When running a live server there are a number of basic settings that
you need to get right. You do not want to start the system with a shell
attached, since the system then would go down when you close the shell.
Instead you want to start in detached mode and use one of the techniques
we learned in xxx to connect a shell to the system.
This is done by giving the flag -detached
to the erl
command.
In almost all circumstances you will also want to give a name to your
system so that it becomes a live distributed system so that you can
connect to other nodes and attach a remote shell to the node. As we saw
in the previous chapter this is done with either the flag -name
or
the flag -sname
.
In order to start your own application you also need to give at least
the module name of your application with the flag -s MODULE
.
The module init
will then start your application. We will look a
little bit more at what init does soon.
Imagine we have a small server like the one in example_server.erl
Then we can start our server node as:
> erl -detached -sname server01 -s example_server
Nice!
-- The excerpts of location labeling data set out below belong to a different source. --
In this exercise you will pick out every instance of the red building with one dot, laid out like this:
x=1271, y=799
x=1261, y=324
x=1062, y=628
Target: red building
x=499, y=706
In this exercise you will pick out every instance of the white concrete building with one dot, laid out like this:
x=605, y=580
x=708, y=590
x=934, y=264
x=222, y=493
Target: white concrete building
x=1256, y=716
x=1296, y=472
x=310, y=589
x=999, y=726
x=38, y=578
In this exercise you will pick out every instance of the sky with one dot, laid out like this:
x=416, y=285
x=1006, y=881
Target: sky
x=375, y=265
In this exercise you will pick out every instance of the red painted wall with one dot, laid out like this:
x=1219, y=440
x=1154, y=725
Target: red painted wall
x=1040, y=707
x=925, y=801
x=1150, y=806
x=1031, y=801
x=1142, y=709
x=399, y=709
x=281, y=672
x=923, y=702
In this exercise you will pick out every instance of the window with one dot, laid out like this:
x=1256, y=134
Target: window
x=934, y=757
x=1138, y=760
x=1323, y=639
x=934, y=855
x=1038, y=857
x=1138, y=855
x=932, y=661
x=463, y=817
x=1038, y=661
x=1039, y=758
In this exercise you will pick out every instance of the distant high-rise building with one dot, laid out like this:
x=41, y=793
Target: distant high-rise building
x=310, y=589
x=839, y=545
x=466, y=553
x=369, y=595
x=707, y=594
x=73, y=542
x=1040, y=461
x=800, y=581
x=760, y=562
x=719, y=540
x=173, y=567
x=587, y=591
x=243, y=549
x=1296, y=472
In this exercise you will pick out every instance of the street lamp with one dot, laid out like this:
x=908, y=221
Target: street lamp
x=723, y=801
Now we have a server running in the background. In a real world example we would probably have started this form an secure shell on a remote machine and now we can log out of the ssh session and keep our Erlang application running in the background.
One problem with this way of starting the node is that the output
to stdout
now is just redirected to /dev/null
. The tick printouts
in oue example is nowhere to be seen. This is the reason we want
to use run_erl
to get the output redirected to a log file.
We want two directories for output and logs that we create under /tmp/
for now.
> mkdir /tmp/erl_pipe
> mkdir /tmp/erl_log
> run_erl -daemon /tmp/erl_pipe/ /tmp/erl_log/ \
"exec erl -sname server01 -s example_server"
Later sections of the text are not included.